Time-resolved spectroscopy and modeling of underwater laser ionization and filamentation for electrical discharge guiding

Summary form only given. Laser guiding of underwater electrical discharges is being investigated at the Naval Research Laboratory. Guided underwater discharges would be useful for advanced micromachining and pulsed power switching¹. Possible mechanisms for guiding underwater discharges include either the ionized optical filament column or a vapor column generated by optically heating a filament. Our group has demonstrated the generation of underwater optical filaments over 55 cm in length (corresponding to more than 35 Rayleigh lengths), using 532 nm, 6 ns pulses with up to 50 mJ². Such meter-scale filaments could enable techniques for guiding meter-scale underwater discharges, useful for low-frequency, remote undersea acoustic generation.
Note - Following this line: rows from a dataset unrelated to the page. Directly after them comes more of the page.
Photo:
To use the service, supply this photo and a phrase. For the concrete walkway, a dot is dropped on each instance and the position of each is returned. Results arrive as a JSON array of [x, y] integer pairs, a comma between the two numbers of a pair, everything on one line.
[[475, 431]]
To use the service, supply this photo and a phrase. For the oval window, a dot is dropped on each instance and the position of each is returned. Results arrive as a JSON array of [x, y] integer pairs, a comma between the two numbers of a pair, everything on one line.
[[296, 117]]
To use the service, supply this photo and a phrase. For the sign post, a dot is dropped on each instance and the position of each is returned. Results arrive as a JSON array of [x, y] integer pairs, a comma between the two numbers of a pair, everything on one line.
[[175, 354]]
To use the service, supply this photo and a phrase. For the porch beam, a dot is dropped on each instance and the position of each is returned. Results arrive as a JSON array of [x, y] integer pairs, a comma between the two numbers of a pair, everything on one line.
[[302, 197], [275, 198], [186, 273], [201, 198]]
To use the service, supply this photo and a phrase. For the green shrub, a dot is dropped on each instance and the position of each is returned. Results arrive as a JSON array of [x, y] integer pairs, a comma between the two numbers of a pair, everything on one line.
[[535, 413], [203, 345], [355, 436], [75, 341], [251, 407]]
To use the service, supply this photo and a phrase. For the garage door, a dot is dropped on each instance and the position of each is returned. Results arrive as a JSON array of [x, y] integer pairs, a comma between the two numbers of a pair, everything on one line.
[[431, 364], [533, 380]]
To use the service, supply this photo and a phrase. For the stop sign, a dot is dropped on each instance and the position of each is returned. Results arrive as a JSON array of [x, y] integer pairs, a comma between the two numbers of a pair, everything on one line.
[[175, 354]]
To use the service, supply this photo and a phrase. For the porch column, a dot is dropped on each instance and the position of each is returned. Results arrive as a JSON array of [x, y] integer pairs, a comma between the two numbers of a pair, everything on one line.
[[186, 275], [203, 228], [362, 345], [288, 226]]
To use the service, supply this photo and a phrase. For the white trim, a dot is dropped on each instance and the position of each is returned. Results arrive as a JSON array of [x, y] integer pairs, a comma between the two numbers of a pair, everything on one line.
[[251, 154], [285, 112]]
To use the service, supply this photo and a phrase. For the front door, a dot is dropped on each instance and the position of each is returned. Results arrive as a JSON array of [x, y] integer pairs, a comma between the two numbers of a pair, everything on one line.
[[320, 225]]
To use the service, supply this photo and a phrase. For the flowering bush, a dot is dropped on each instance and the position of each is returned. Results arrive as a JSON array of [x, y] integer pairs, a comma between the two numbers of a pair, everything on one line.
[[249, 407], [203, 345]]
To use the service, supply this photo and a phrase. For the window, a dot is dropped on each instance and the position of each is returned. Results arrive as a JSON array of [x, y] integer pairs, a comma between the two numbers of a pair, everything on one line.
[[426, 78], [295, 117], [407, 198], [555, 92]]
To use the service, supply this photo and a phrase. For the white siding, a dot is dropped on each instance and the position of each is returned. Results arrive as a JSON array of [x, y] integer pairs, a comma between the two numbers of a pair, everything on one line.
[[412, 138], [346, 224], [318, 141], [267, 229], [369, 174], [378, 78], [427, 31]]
Spectroscopy revealed that a significant portion of laser energy during underwater filament generation and propagation is scattered in the laser focal volume by molecular Raman interaction, but not from the filament itself. Recent simulations using the HELCAP 4D nonlinear laser propagation code accurately predicted measured filament fluence profiles, however they also indicate complex time-dependent and axially non-uniform plasma behavior. Ongoing HELCAP modeling will include improved spatial and temporal resolution, and molecular stimulated Raman scattering effects. Femtosecond time-resolution perpendicular pump-probe shadowgraph images reveal gas microbubble generation throughout the pump beam path, using ns pump pulses. Such microbubbles affect laser propagation and photoionization. Planned experiments aim to elucidate microbubble generation mechanisms, and will involve deionized water, ionic water solutions, and other liquids. In addition, time-resolved spectroscopy of underwater laser-generated plasmas reveal blackbody, molecular, and atomic emission lasting up to 100 ns after the pump pulse, far exceeding typical fs collision times in liquid water. Ongoing time-resolved spectroscopy will aim to further- characterize intense underwater laser propagation, Raman scattering, and underwater plasma dynamics. Recent and ongoing measurements and simulations of underwater optical filament generation and laser ionization will be presented.